Information is a valuable resource. The right information at the right time can expand knowledge, enable innovation, boost productivity, and even save lives. Unlike other valuable resources information is not diminished by use. Indeed, the value of information can be enhanced when it is openly accessible and reused frequently.

The term 'public sector information' appropriately describes the information gathered by government and captures its intrinsic value. In essence, it is a national resource and there are corresponding obligations on government officers to ensure that it is managed responsibly and astutely.

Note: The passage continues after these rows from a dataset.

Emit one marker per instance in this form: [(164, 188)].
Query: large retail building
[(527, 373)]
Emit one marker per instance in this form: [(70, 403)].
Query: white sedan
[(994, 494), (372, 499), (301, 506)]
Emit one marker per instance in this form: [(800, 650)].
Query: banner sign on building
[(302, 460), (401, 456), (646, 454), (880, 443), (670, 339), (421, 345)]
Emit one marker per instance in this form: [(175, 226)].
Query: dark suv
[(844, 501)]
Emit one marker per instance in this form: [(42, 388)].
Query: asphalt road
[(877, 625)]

A key objective in government information management must be that public sector information (PSI) is made available to the community as openly as possible and is both discoverable and reusable. This was the central message in the 2009 report of the Government 2.0 Taskforce. The taskforce envisaged a role for the Office of the Australian Information Commissioner (OAIC) in promoting open PSI and recommended that the office develop a methodology for agencies to report annually to government on the value generated by published PSI.

This paper commences that process. The first step is to build a better picture of the PSI landscape in Australia. Initially, agencies must be supported in gathering the necessary data, so that a methodology for evaluating that data can be applied.

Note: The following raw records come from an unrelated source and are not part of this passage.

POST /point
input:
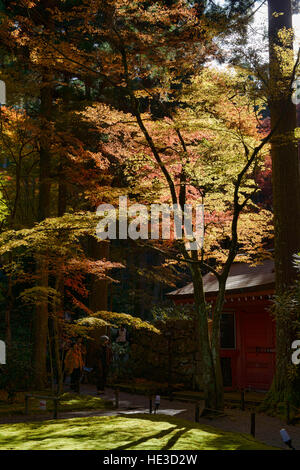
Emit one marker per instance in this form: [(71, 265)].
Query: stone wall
[(169, 357)]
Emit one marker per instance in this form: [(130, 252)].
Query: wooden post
[(243, 400), (287, 412), (252, 431), (116, 399), (26, 404), (197, 412), (55, 409)]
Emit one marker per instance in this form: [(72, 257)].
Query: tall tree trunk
[(41, 321), (99, 288), (208, 377), (285, 177)]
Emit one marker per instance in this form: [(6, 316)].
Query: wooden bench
[(44, 397)]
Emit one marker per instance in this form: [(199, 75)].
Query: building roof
[(242, 278)]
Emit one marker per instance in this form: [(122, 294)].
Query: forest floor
[(131, 405), (130, 432)]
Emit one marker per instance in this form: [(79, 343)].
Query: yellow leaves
[(127, 320)]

The major proposal of this Issues Paper is that agencies should complete a survey form that will gather consistent information across government on information management practices. A draft survey form is published in the Appendix. It is tied to the eight Principles on open public sector information that the OAIC launched in May 2011. The Principles reflect the information lifecycle in government information management and, as the title conveys, work from a premise of open PSI.

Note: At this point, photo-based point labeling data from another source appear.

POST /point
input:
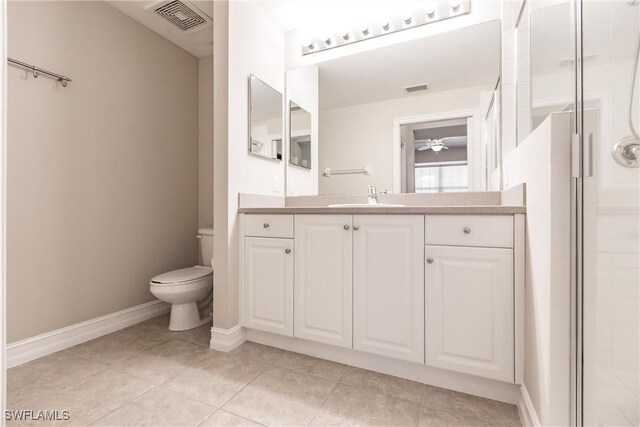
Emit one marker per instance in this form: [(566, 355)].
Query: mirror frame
[(290, 137), (249, 125)]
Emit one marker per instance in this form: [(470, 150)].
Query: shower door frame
[(578, 154)]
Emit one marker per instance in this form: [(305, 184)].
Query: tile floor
[(146, 375)]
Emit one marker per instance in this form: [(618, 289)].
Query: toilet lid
[(183, 275)]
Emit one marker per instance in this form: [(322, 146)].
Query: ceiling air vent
[(416, 88), (182, 15)]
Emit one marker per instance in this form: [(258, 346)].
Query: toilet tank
[(206, 246)]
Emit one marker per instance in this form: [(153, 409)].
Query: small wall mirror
[(265, 120), (299, 136)]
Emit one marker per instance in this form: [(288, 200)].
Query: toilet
[(188, 290)]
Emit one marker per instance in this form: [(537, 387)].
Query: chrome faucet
[(372, 195)]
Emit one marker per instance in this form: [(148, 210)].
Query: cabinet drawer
[(469, 230), (268, 226)]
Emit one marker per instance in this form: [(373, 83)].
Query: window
[(441, 177)]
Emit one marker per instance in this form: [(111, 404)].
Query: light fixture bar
[(432, 11)]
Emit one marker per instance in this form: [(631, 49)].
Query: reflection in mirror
[(434, 156), (415, 117), (299, 136), (552, 53), (265, 120)]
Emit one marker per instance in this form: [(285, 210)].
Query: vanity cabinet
[(388, 285), (267, 295), (469, 282), (323, 279)]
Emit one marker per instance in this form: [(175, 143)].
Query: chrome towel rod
[(37, 71)]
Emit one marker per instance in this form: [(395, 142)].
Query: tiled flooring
[(147, 375)]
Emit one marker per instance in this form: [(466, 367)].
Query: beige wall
[(225, 302), (205, 156), (102, 175), (542, 162)]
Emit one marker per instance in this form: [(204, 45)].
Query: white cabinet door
[(469, 306), (388, 285), (268, 285), (323, 279)]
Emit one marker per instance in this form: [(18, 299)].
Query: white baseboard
[(483, 387), (32, 348), (527, 411), (226, 339)]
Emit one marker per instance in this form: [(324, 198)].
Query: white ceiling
[(462, 58), (199, 44), (266, 102)]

The paper proposes that the survey be administered by the OAIC in May 2012, following public consultation on the ideas presented in this paper. The survey will be administered both to government agencies and to re-users of PSI. The information collected in the survey will then be used by the OAIC in at least three ways. One will be in a public report by the OAIC on the Australian PSI landscape and the value of publication. The second will be in developing a methodology for valuing PSI, as envisaged by the Gov 2.0 taskforce. The third will be in discussion between the OAIC and the newly-appointed Information Advisory Council, in developing advice to government on national information policy.

The OAIC welcomes submissions by 31 January 2012 on three issues:

1.1 The ideas presented in this Issues Paper: does the paper propose a workable approach for mapping the PSI landscape and developing a methodology for valuing PSI?

1.2 The draft survey form in the Appendix to this paper: is the survey form appropriately framed to address the right issues and gather useful information?

1.3 The literature survey in Part 4 of the paper: does this survey adequately cover the field, and are their gaps or limitations in the existing research?